Car ownership isn't always "happily ever after", because the complications only start after you land the "princess"
Reality Ever After PHOTO: TORQUE

The problem with fairytales is that they present a very incomplete version of reality. What Walt Disney doesn't tell you is, after riding off into the sunset with your princess astride a regal white horse, her all-singing, all-dancing cast of former servants will require managing. Or that your sweet wife's bitter stepsisters will suddenly say they're very sorry and that they'd like a room in your new pad (along with some former scullery maids of their own, thank you).

It's a very similar deal with car ownership.

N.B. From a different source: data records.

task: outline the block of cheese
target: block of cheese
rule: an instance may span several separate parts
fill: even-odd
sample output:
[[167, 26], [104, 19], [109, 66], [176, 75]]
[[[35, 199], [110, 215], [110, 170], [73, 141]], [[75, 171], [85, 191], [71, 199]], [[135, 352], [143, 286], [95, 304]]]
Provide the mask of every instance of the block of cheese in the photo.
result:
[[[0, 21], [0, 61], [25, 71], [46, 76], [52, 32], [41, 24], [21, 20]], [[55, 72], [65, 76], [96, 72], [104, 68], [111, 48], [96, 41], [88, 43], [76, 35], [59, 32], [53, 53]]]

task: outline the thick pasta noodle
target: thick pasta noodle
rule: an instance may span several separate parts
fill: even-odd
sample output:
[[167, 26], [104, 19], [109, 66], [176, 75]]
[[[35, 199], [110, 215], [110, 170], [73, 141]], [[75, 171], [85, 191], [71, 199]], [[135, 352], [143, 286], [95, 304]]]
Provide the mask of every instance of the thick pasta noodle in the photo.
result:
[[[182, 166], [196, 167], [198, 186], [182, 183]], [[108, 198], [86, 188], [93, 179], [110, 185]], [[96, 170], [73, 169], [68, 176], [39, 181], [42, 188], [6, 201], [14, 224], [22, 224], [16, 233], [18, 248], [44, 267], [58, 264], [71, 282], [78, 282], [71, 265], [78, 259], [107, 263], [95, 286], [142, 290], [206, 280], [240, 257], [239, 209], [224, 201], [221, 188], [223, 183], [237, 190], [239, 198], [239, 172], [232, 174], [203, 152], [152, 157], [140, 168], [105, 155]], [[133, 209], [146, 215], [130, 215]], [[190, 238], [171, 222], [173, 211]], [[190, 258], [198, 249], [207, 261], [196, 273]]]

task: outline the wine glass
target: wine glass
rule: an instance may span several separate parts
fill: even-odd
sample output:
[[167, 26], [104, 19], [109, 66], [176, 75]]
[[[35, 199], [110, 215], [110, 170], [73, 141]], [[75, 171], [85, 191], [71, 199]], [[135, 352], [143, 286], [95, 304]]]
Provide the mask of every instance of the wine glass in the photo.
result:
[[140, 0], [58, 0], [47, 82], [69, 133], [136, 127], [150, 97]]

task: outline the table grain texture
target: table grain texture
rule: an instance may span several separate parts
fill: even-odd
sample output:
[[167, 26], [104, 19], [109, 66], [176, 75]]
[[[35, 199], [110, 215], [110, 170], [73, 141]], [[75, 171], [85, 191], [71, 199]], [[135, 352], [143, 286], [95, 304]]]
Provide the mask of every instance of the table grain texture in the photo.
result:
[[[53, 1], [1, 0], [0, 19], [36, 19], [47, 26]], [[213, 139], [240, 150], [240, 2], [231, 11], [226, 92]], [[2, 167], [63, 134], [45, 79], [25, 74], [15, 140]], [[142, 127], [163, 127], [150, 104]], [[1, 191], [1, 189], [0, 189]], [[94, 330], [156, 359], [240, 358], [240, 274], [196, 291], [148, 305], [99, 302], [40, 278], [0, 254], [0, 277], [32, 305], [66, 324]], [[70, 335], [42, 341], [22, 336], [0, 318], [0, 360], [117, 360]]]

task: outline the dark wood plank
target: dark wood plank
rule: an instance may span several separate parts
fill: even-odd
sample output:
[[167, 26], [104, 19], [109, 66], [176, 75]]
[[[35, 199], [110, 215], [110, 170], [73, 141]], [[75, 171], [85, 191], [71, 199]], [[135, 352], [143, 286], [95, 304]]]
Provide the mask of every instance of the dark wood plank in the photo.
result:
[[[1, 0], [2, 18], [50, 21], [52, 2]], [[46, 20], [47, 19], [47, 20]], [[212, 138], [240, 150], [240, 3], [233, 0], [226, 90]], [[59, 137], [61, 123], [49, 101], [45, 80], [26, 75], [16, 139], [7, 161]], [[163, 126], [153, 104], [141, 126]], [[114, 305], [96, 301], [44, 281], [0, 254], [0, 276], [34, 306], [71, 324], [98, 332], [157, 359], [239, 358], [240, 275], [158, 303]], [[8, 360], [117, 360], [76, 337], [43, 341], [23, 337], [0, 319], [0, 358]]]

You've scrimped and saved (including that time when you ate instant noodles, three meals a day, for
three months solid), and finally, the lifelong dream of personal mobility is
now yours.

Unfortunately, as with fairytales, what the glossy brochures conveniently omit is, after the dreamy "courtship" (that is, car shopping), the ownership part isn't always glamorous or liberating.

Of course, you'll enjoy a period of "marital bliss" with your new car.
She'll be your ever-faithful companion, ferrying you tirelessly through the day, and you in turn will treat her with the utmost respect, being gentle with your throttle inputs and dutifully upshifting before 3000rpm.

But in time, you'll come to discover that, as the title of the iconic 1990s
Gen X movie goes, reality bites. Your new "bride" will need to be fed a steady diet of refined petroleum products and will also require annual tithes to the evil stepmothers-in-law of road tax and motor insurance.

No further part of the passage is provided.